The US Department of Defense has entered into classified network AI agreements with eight technology companies, authorizing deployment of their AI capabilities on military networks classified up to the Top Secret level. The companies are Amazon Web Services, Google, Microsoft, OpenAI, NVIDIA, SpaceX, Reflection AI (a NVIDIA-backed startup), and Oracle. Anthropic — maker of the Claude model family — was excluded after a dispute over usage guardrails, and was separately designated a supply chain risk by the Pentagon earlier this year.
Technical Details: Impact Level 6 and Impact Level 7
The agreements cover deployment on two classification tiers:
Impact Level 6 (IL6): Used for storage and processing of information classified up to the Secret level. This covers a broad range of military operational and intelligence data that is sensitive but below the Top Secret threshold.
Impact Level 7 (IL7): Supports highly restricted data. This is the highest DoD cloud classification tier, covering information whose unauthorized disclosure would cause exceptionally grave damage to national security.
Deploying commercial AI models at IL7 is operationally significant. Prior to these agreements, the use of frontier commercial AI on systems handling this classification level was not authorized. The agreements establish the technical and legal frameworks under which the models can operate in these environments.

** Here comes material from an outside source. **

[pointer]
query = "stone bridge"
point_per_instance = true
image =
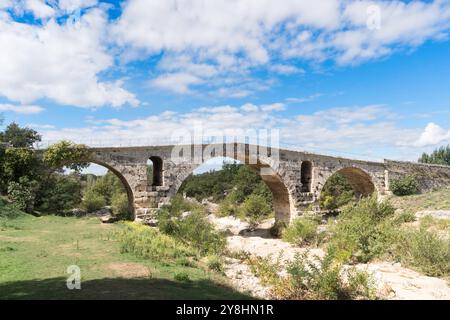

The stated uses include: streamlining data synthesis, elevating situational understanding, and augmenting warfighter decision-making in complex operational environments. The agreements are explicitly for "lawful operational use," though the specific applications — intelligence analysis, logistics optimization, targeting assistance, communications, or other functions — are not detailed in the public announcement.
All companies that agreed have presumably accepted DoD terms that permit unrestricted use for lawful military purposes. The precise contractual language is not public.
The Anthropic Exclusion
The notable absence from the agreement list is Anthropic. The DoD designated Anthropic as a supply chain risk earlier in 2026 — an unusual designation typically applied to foreign-controlled or compromised vendors, not to a US AI company.
The core dispute, as reported by multiple outlets, was over usage guardrails. The Pentagon sought unrestricted use of Claude for military applications. Anthropic insisted on contractual restrictions preventing its technology from being used for domestic mass surveillance and autonomous weapons systems. The companies could not reach terms. Anthropic did not receive an IL6/IL7 agreement.
The exclusion is significant for two reasons. First, Claude models (particularly Claude Opus) are among the most capable frontier models for complex reasoning tasks — their exclusion from classified DoD networks is a meaningful operational constraint for any military use cases where Claude's specific capabilities are preferred. Second, Anthropic's position — that it would forgo a major government contract rather than remove safety guardrails — establishes a precedent in AI industry negotiations with the military.
Broader Implications
These agreements formalize a shift that has been underway in defense circles for several years: AI is moving from experimental to operational in classified military contexts. The participation of SpaceX and Reflection alongside established cloud providers (AWS, Google, Microsoft) signals that the DoD is deliberately diversifying its AI vendor base rather than consolidating on a single provider's stack.
Breaking Defense reported that the agreements position AI as infrastructure rather than as a specific application — the companies provide the capability; military operators determine the applications within the authorized use framework.
What Security Professionals Should Watch
- Monitoring and auditability on classified AI inference. Deploying AI on IL7 networks creates new attack surfaces: prompt injection attacks against AI systems with access to classified data could exfiltrate information through generated outputs. Standard AI security testing (red-teaming, adversarial prompt testing) must be adapted for classified deployment contexts.
- Supply chain integrity for model weights. Model weights are sensitive artifacts. IL6/IL7 deployments require verifiable provenance for training data and model versions — a more complex supply chain security problem than traditional software.
- Autonomous decision support vs. autonomous decision-making. The line between "augmenting warfighter decision-making" and automating targeting decisions is not defined in the public agreements. How that line is drawn will determine the actual risk profile of these deployments.
- Vendor concentration risk. Eight vendors is more diverse than one, but AWS, Google, and Microsoft together control the vast majority of US cloud infrastructure. An incident at any one provider could have classified-system implications.
Conclusion
The Pentagon's classified AI agreements accelerate the integration of commercial frontier AI into national security operations. The Anthropic exclusion — and the supply chain risk designation — represents the first clear public case of an AI company declining a major government contract on safety grounds, a dynamic the broader AI industry will watch closely as similar agreements are negotiated globally.